Both the top-down variant filtering approach and the combination of variants in the same attributes approach offer unique advantages and cater to specific aspects of rare variant analysis. The top-down approach is highly effective in identifying significant associations between genes and phenotypes by collapsing rare variants within genes. This method is particularly advantageous in studies involving large cohorts, as it allows for the aggregation of rare variants to achieve statistical significance. On the other hand, the combination of variants in the same attributes approach excels in cases where phenotypic similarity and detailed variant prioritization are crucial. By leveraging ontologies and advanced algorithms, this method provides a nuanced analysis that is invaluable for diagnosing and understanding unsolved rare diseases.

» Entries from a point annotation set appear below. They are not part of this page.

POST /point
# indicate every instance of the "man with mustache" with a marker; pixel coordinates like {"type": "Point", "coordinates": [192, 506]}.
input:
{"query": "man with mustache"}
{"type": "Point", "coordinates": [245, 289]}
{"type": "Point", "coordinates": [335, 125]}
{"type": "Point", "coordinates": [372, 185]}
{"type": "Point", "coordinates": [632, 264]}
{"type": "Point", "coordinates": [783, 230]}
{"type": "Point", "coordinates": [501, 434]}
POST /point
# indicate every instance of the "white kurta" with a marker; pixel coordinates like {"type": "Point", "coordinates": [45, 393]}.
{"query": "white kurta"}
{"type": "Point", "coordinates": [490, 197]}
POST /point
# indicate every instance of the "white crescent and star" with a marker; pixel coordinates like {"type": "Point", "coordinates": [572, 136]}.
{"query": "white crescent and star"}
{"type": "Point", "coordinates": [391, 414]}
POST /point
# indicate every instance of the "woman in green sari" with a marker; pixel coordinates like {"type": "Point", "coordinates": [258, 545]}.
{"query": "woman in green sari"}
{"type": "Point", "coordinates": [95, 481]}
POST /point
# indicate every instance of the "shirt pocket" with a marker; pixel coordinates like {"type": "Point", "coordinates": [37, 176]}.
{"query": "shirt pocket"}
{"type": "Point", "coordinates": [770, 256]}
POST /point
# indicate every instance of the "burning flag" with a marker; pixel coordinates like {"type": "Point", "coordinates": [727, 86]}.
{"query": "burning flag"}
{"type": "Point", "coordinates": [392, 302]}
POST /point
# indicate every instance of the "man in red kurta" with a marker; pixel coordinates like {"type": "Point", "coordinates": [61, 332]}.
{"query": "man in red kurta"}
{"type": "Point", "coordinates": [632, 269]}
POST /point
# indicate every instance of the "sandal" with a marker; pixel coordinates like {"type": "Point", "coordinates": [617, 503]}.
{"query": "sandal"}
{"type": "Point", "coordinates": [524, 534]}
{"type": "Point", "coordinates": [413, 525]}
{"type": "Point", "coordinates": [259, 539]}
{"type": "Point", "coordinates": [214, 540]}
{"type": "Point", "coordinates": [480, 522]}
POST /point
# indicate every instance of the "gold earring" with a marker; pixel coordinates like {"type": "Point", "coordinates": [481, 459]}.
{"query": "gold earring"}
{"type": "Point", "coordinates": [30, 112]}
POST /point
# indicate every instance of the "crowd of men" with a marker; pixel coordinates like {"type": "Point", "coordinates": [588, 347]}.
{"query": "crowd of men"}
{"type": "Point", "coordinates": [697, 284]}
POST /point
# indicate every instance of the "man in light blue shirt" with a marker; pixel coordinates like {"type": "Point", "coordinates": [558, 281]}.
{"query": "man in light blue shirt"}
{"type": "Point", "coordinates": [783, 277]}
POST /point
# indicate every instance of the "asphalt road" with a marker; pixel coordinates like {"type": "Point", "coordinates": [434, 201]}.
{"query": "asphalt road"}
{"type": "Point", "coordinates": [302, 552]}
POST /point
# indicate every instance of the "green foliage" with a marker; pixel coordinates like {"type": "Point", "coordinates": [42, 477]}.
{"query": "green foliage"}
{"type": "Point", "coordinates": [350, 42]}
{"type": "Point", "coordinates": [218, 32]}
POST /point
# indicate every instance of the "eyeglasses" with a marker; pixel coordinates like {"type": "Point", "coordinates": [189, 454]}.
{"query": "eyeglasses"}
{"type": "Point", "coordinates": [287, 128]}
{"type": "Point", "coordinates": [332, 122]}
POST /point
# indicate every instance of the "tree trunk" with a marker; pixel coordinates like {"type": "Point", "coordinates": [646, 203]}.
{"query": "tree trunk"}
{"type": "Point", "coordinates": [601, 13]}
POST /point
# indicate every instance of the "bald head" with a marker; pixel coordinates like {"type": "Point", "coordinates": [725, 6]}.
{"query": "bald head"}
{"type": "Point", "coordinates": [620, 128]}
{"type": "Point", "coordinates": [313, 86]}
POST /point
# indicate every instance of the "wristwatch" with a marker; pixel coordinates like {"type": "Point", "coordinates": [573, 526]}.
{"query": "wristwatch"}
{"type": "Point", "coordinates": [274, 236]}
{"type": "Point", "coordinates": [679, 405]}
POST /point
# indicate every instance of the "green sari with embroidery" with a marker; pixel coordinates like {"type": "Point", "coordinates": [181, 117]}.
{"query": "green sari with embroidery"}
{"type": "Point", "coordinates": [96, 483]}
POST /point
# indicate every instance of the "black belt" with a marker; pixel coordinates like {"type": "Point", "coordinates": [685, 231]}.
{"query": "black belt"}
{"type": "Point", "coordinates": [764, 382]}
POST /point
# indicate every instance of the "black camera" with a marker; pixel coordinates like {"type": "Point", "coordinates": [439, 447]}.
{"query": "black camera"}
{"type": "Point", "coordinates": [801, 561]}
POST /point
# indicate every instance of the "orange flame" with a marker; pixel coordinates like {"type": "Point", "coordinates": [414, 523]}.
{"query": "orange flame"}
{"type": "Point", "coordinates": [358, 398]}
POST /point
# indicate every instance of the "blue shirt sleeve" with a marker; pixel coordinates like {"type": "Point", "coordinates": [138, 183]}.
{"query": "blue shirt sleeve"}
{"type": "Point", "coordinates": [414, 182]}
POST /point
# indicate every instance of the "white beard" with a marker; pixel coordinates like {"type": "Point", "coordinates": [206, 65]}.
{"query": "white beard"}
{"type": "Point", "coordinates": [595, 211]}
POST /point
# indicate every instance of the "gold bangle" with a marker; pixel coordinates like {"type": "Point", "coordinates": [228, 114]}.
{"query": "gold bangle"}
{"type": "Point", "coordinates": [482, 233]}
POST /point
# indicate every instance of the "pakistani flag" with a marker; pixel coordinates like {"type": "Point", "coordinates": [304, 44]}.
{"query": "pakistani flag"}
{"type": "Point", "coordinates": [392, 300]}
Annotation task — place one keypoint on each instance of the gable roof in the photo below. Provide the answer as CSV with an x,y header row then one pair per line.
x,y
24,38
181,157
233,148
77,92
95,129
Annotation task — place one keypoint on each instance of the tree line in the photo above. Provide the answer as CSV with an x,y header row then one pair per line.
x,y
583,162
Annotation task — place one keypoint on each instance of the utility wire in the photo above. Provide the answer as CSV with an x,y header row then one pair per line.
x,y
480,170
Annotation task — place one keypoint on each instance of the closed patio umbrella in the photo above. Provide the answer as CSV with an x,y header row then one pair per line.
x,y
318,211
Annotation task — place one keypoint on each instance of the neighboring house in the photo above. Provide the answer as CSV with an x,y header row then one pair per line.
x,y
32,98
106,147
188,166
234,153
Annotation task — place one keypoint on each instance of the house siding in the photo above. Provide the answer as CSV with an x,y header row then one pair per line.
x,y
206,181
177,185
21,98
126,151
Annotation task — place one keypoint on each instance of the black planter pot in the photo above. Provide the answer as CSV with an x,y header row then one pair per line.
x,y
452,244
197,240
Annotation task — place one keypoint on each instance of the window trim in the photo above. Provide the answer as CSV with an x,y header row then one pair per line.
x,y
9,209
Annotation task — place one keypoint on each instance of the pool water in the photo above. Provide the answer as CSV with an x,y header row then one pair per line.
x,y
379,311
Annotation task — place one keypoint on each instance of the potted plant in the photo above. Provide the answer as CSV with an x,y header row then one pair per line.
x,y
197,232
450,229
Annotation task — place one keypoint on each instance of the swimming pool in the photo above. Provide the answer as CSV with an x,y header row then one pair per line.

In conclusion, the evaluation of rare variants in the context of multiple distinct phenotypes is a multifaceted field that benefits greatly from the integration of diverse analytical approaches. Whether through top-down variant filtering or the combination of variants in the same attributes, researchers are equipped with powerful tools to unravel the complex genetic underpinnings of rare diseases and advance our understanding of genotype-phenotype relationships. As the field continues to evolve, the synergy between these methodologies will undoubtedly pave the way for groundbreaking discoveries and innovations in clinical genetics.

Reference:

Cirulli, E. T., White, S., Read, R. W., Elhanan, G., Metcalf, W. J., Tanudjaja, F., ... & Washington, N. L. (2020). Genome-wide rare variant analysis for thousands of phenotypes in over 70,000 exomes from two cohorts. Nature communications, 11(1), 542.
Lagorce, D., Lebreton, E., Matalonga, L., Hongnat, O., Chahdil, M., Piscia, D., ... & Rath, A. (2023). Phenotypic similarity-based approach for variant prioritization for unsolved rare disease: a preliminary methodological report. European Journal of Human Genetics, 1-8.